Le precedió empleando una lámpara de aceite, como las de la época de las diligencias en que fue construida la casa. La habitación que mostró al abogado era limpia y tenía una cama hecha, aunque esa cama pareciera un panteón. A través de la única ventana se veía caer la tromba de agua que casi aplastaba los campos y las casas.

Marten parpadeó.

Él conocía muy bien la comarca. Por la situación de la ventana y la altura a que estaba, se tenían que ver desde allí las luces de la autopista. Y, sin embargo, no se veía nada. Aun contando con que las luces de mercurio estuvieran estropeadas a causa de la lluvia (cosa rara), hubiesen tenido que verse los faros de los coches.
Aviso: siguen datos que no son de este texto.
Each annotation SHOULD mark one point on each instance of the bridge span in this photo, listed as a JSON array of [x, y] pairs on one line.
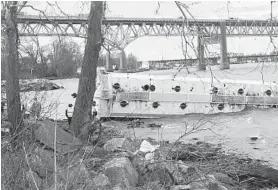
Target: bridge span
[[119, 32]]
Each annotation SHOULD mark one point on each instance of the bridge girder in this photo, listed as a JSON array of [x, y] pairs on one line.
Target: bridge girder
[[119, 32]]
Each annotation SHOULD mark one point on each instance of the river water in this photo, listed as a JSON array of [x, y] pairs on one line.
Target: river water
[[232, 130]]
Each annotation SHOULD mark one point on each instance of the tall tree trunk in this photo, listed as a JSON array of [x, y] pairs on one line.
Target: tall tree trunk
[[12, 67], [87, 81]]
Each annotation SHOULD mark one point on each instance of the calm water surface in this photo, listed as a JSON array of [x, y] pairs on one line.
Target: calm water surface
[[233, 130]]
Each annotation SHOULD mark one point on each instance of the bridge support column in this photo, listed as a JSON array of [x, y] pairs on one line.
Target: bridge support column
[[109, 66], [201, 54], [123, 63], [224, 63], [214, 61]]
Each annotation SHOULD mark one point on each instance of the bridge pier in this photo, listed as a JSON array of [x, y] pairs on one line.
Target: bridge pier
[[201, 53], [109, 66], [123, 64], [224, 63], [214, 61]]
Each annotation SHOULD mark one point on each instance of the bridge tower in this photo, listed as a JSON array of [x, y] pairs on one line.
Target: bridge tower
[[109, 66], [123, 62], [224, 63]]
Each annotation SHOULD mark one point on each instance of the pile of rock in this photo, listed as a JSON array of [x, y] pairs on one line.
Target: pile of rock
[[34, 85], [123, 163]]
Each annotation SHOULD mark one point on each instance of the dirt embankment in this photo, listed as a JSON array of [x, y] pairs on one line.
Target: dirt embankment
[[33, 85], [116, 162]]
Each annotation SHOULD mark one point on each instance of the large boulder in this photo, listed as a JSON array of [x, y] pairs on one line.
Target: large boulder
[[120, 143], [79, 177], [34, 181], [102, 182], [65, 142], [121, 171], [42, 162]]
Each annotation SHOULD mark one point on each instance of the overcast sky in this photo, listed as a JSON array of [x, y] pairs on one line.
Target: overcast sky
[[153, 48]]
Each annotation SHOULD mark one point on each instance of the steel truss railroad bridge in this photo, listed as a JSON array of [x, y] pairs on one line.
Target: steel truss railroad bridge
[[119, 32]]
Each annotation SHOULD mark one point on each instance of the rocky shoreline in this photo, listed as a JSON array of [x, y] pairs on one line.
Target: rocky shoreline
[[34, 85], [118, 162]]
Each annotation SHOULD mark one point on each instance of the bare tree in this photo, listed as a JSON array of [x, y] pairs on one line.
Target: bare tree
[[86, 88], [12, 65]]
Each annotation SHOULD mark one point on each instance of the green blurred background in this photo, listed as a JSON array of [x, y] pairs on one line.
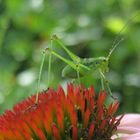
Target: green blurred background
[[87, 28]]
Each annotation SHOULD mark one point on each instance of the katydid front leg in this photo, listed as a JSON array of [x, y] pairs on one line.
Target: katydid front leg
[[105, 83]]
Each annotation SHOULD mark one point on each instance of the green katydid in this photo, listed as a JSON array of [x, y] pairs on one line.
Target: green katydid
[[79, 67]]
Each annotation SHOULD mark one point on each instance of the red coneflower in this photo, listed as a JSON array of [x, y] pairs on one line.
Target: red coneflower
[[79, 115]]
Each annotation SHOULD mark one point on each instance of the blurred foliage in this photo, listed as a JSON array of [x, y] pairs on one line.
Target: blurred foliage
[[87, 28]]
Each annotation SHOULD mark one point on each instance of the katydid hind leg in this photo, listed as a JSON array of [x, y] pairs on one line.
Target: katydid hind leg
[[39, 75]]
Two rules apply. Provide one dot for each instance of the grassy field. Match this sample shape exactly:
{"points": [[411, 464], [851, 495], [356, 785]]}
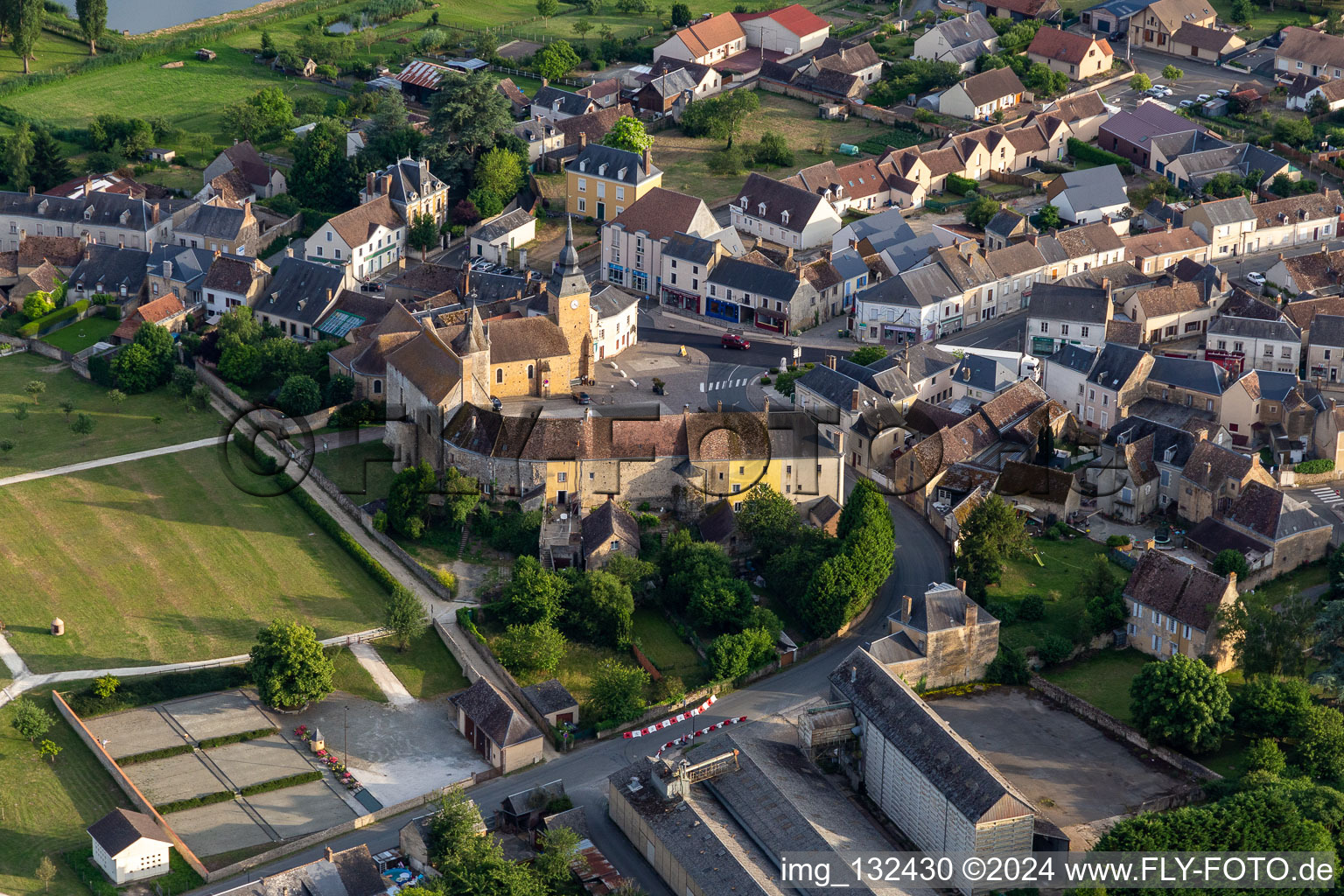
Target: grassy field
{"points": [[1102, 680], [671, 654], [684, 160], [426, 669], [45, 441], [1065, 564], [192, 97], [353, 677], [46, 806], [163, 560], [80, 335]]}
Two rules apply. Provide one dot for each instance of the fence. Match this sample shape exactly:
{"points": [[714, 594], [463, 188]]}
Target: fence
{"points": [[1108, 723]]}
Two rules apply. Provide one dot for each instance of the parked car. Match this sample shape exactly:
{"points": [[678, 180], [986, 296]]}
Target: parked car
{"points": [[734, 339]]}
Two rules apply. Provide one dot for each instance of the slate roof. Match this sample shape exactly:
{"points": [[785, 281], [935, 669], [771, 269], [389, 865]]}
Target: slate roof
{"points": [[955, 767], [495, 715], [549, 696], [1180, 590], [122, 828], [1051, 301]]}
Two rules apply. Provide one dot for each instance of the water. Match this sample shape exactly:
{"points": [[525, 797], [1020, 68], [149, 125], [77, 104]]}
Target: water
{"points": [[138, 17]]}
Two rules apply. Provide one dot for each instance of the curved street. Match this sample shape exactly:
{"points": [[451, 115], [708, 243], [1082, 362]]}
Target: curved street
{"points": [[920, 557]]}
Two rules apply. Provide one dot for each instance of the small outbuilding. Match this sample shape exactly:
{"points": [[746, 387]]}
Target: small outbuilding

Pero nada; no se veía nada. ¿Qué infiernos había ocurrido? ¿Era que la autopista, de pronto, había desaparecido?

Oyó la voz de Clemens a su espalda.

Quizá era ridículo, pero Marten se estremeció.

Aquella voz dijo junto a su nuca:

—¿Qué le pasa? ¿Está mirando la lluvia? ¿O quizá trata de mirar algo más?

El joven no pudo contestar.

La puerta se cerró a su espalda.

Sólo en aquella especie de pozo de tinieblas, convencido de que se había metido en un extraño mundo en el que nada tenía sentido, Marten aguardó pacientemente durante casi media hora, hasta convencerse de que todo el mundo dormía en la casa.

Entonces salió silenciosamente de la habitación. Para eso había llegado hasta allí. Para adentrarse hasta el fondo en aquel abismo donde aguardaba, más allá de las sombras, algo que no parecía de este mundo.